Minor improvement to anonymous classes
Brian Goetz
brian.goetz at oracle.com
Fri Jul 30 14:52:23 UTC 2021
I have been working on a library where I've found myself repeatedly
refactoring what should be anonymous classes into named (often local)
classes, for the sole reason that I want to combine interfaces with an
abstract base class:
interface Foo { ... lots of stuff .. }
abstract class AbstractFoo { ... lots of base implementation ... }
interface RedFoo extends Foo { void red(); }
and I want a factory that yields a RedFoo that is based on AbstractFoo
and implements red().

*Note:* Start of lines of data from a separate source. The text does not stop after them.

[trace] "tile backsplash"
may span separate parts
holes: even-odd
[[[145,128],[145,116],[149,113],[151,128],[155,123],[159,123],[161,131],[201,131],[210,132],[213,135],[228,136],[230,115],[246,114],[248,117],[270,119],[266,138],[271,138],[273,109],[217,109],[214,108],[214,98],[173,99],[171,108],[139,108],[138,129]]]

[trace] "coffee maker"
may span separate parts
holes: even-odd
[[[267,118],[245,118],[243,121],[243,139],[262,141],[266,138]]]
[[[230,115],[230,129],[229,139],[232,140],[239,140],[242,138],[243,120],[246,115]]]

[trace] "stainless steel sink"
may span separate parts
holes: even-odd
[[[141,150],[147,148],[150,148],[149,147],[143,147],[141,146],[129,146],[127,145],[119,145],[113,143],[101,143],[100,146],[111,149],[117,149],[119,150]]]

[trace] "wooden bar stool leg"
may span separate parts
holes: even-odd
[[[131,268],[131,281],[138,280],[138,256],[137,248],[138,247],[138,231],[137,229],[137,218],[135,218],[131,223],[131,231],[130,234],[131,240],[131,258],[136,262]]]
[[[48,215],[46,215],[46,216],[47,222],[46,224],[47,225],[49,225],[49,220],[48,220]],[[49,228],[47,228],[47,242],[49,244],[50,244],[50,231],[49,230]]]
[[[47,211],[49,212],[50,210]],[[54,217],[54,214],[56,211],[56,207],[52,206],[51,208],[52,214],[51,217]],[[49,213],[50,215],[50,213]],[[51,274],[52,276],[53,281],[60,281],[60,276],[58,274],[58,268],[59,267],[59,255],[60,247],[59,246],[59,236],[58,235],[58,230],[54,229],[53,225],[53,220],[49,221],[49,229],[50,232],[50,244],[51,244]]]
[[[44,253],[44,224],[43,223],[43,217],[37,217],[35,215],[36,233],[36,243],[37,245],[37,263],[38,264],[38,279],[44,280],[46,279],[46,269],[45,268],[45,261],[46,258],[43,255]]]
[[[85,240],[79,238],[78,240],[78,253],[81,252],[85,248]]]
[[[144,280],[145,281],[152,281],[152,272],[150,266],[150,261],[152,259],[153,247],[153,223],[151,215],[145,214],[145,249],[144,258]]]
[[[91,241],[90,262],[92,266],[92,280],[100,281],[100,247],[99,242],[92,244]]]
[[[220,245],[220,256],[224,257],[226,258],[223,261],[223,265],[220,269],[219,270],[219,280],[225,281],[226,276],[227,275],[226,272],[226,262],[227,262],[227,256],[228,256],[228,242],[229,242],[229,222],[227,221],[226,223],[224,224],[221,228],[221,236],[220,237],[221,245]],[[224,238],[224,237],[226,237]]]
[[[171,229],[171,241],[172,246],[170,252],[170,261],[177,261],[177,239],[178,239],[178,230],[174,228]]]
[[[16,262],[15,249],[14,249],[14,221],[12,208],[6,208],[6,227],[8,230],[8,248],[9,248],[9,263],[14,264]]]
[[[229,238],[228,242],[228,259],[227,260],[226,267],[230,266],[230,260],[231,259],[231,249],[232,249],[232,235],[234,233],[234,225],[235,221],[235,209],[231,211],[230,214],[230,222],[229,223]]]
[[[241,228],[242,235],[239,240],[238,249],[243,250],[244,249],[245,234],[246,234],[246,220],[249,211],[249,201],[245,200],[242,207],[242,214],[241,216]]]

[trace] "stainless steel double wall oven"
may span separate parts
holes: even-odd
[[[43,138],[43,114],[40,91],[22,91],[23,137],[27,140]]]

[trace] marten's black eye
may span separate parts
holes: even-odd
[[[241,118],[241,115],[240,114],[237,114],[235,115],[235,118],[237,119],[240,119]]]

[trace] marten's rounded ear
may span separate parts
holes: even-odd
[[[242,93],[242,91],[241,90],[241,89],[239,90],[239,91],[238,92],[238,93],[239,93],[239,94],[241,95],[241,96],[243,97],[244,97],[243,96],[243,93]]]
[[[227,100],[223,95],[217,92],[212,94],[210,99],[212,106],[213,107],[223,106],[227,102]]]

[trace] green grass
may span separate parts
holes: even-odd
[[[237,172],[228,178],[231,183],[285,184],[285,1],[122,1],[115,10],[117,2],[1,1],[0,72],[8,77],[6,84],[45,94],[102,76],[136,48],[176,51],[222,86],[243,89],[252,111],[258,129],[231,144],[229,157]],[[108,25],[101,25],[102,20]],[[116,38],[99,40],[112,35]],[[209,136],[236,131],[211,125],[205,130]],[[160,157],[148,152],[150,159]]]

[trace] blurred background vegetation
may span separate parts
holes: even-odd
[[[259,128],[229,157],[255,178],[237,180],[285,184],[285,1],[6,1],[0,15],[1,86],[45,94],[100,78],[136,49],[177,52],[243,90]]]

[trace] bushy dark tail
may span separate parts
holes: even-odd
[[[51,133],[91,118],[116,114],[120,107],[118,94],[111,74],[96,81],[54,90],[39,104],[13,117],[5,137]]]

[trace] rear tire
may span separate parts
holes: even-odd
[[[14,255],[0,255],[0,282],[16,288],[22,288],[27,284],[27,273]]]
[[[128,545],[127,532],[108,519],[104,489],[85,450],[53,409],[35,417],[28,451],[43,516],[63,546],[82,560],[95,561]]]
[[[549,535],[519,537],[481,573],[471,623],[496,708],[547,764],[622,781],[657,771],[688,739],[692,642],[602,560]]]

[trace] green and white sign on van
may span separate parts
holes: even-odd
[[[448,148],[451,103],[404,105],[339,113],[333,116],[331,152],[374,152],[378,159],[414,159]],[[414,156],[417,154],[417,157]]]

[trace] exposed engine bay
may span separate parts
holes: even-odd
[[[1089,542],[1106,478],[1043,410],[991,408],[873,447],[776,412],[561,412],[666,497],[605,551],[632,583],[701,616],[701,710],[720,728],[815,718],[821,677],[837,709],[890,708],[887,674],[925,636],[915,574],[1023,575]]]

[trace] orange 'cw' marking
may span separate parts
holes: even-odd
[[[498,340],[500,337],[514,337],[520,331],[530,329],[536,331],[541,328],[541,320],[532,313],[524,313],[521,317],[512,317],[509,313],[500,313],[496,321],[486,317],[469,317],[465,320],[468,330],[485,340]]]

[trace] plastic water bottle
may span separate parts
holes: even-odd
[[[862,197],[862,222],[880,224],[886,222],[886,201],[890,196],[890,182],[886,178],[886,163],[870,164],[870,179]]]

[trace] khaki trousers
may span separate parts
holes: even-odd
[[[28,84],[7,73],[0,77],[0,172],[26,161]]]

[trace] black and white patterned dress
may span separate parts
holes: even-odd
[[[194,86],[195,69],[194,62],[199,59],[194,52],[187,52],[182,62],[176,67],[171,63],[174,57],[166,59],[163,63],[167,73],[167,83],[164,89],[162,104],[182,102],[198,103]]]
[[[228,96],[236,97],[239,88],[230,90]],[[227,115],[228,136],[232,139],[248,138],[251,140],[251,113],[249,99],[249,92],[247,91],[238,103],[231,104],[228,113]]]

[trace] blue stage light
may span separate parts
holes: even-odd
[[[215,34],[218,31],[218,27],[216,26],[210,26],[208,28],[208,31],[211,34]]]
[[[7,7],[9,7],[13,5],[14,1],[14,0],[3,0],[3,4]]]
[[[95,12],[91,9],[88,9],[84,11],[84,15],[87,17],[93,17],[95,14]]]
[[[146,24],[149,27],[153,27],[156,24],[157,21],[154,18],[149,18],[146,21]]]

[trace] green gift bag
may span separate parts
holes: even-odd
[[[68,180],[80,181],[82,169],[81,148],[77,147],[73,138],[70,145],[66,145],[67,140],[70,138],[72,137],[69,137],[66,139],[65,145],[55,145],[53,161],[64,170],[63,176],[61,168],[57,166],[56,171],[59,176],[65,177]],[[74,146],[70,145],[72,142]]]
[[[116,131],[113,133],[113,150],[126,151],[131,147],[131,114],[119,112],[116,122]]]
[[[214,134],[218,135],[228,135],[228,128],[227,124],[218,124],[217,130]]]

Trivial with a named class, but there's no reason
I should not be able to do that with an anonymous class, since I have no
need of the name.
We already address this problem elsewhere; there are several places in
the grammar where you can append additional _interfaces_ with &, such as:
class X<T extends Foo & Red> { ... }
and casts (which can be target types for lambdas.)
These are not full-blown intersection types, but accomodate for the fact
that classes have one superclass and potentially multiple interfaces.
It appears simple to extend this to inner class creation expressions:
new AbstractFoo(args) & RedFoo { ... }
This would also smooth out a rough edge refactoring between lambdas and
anonymous classes.
I suspect there are one or two other places in the spec that could use
this treatment.
(Note that this is explicitly *not* a call for "let's do full-blown
intersection types"; this is solely about class declaration.)